The Data warehousing framework of SQL Server 2000
The following illustration details the Microsoft SQL Server 2000 data warehousing overview.
The relational database engine of the SQL server is a modern, highly scalable and reliable engine for storing data. The database stores data in tables and each table represents objects that are of interest to the enterprise. It could be details of vehicles, employees, customers, vendors and so on. Each column in the table represents an attribute of the object modeled by the table and the rows represent a single occurrence of the type of object modeled. Applications use the T-SQL (Transact-Structured Query language) to access the data in the database.
The SQL Server 2000 can be scaled by clustering servers that cooperate to form terabyte sized databases that can be accessed by thousands of users simultaneously. The database is tuned by the engine dynamically as users connect to it and resources are freed when users log off. This implies that smaller editions of SQL server can be used for individuals and workgroups that do not need dedicated database administrators. SQL Server for Windows CE is the server programming model that is used by mobile users. Large production databases of the enterprise model have easy to use graphical interfaces and administration utilities as features of the model.

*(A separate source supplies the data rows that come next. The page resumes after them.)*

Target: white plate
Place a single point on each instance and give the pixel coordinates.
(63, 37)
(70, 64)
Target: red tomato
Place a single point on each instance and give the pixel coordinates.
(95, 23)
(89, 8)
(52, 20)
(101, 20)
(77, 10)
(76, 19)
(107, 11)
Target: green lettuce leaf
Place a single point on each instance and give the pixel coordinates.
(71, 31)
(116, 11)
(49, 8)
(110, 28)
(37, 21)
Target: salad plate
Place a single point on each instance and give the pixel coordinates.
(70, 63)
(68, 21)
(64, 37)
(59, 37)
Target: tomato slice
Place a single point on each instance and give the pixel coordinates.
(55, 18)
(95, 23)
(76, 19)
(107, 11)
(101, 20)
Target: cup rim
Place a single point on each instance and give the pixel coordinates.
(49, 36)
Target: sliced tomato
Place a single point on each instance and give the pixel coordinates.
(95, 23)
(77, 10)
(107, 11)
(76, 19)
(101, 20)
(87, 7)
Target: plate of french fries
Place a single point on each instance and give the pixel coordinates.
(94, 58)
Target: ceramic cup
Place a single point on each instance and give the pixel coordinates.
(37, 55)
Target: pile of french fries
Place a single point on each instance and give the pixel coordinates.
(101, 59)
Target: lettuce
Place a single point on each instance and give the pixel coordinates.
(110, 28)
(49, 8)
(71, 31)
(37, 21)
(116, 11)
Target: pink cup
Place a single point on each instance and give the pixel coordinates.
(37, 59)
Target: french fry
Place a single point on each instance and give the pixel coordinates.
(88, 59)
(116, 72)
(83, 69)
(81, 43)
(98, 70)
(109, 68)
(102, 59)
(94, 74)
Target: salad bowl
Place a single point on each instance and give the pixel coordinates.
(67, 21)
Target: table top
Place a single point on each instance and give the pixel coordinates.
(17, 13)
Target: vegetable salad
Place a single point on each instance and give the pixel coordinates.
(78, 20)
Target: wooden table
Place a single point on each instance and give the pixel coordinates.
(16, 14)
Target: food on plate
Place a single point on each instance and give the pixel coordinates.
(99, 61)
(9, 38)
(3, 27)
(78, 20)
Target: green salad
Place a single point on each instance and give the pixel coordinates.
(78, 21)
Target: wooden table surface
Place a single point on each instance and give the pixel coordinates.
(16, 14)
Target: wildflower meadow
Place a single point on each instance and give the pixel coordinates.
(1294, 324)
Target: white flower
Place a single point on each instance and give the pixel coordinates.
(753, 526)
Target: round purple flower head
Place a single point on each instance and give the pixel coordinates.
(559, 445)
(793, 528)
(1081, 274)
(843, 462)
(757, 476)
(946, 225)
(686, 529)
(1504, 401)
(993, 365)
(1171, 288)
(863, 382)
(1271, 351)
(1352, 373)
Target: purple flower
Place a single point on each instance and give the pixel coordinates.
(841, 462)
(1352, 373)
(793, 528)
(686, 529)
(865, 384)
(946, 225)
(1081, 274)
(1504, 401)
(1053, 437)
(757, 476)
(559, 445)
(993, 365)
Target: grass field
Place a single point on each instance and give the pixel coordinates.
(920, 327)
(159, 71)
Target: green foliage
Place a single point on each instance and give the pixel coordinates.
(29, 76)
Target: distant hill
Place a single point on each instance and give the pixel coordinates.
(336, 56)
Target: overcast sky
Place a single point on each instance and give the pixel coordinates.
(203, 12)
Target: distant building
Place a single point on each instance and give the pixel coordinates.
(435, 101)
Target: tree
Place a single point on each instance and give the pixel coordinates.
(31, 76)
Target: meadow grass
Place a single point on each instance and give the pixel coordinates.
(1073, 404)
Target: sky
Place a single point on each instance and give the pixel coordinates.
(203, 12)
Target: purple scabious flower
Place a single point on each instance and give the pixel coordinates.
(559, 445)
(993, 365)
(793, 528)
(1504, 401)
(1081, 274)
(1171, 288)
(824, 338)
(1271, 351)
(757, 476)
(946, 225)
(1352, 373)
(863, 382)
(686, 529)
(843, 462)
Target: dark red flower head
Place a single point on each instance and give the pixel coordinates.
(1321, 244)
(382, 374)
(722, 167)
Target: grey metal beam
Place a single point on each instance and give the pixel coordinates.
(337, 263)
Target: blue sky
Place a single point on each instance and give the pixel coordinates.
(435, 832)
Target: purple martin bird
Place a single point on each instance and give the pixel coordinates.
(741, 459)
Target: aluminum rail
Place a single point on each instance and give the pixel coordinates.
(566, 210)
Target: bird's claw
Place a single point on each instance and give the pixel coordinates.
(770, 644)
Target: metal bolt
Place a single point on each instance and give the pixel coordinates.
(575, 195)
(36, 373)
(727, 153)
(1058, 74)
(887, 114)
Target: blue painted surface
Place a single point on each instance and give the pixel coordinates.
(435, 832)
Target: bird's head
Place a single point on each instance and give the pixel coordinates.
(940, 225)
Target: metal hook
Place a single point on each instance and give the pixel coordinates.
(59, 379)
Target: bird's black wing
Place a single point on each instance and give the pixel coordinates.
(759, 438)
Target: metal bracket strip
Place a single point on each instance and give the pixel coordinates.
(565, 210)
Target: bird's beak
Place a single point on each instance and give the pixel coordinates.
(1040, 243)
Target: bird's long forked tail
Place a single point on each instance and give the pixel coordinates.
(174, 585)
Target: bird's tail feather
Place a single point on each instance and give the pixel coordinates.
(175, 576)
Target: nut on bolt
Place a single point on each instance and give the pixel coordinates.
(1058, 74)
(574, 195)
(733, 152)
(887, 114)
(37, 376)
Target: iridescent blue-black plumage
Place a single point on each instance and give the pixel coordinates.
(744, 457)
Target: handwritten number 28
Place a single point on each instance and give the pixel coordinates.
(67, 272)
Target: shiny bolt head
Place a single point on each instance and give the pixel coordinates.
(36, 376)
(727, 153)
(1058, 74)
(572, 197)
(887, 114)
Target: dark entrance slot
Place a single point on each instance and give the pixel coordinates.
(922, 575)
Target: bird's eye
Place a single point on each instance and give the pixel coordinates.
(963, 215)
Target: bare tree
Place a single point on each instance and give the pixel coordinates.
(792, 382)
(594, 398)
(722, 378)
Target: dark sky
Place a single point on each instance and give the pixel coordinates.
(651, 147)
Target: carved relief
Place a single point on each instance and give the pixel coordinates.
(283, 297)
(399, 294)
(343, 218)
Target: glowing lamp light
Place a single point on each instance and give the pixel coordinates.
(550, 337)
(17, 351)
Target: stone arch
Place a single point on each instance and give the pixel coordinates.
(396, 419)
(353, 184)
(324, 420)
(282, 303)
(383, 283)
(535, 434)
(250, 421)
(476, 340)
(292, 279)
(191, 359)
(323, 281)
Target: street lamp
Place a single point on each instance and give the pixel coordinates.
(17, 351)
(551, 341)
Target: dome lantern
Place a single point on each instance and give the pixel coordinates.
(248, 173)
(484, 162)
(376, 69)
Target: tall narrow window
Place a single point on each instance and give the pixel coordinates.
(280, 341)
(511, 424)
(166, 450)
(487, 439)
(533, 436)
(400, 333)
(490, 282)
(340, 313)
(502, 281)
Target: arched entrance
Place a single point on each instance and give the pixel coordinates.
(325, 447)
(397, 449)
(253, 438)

The downtime of SQL Server 2000 is minimal. It is highly reliable and can continue running for long periods of time. Administrative actions can be performed at run time. The database engine has been integrated with the Windows 2000 and Windows NT failover clustering and this allows users to define virtual servers that keep running even when a physical node has failed. Log shipping can also be used to maintain a warm standby server and replace a production server within minutes of failure.
Security is optimum in the SQL Server 2000 relational database engine. The authentication protocol can be integrated with the Windows authentication so that passwords are protected against network sniffers. C2 level auditing can be set up for users accessing a database and they can use Secure Sockets layer encryption to encrypt all data transferred between the application and the database.
The database engine allows users to access data from any OLE DB data source using the distributed query feature. The table in the data source can be referenced in Transact SQL statements as if the tables actually reside in the SQL Server database. In addition, the full text search feature enables sophisticated pattern matches against textual data stored in SQL databases or Windows files.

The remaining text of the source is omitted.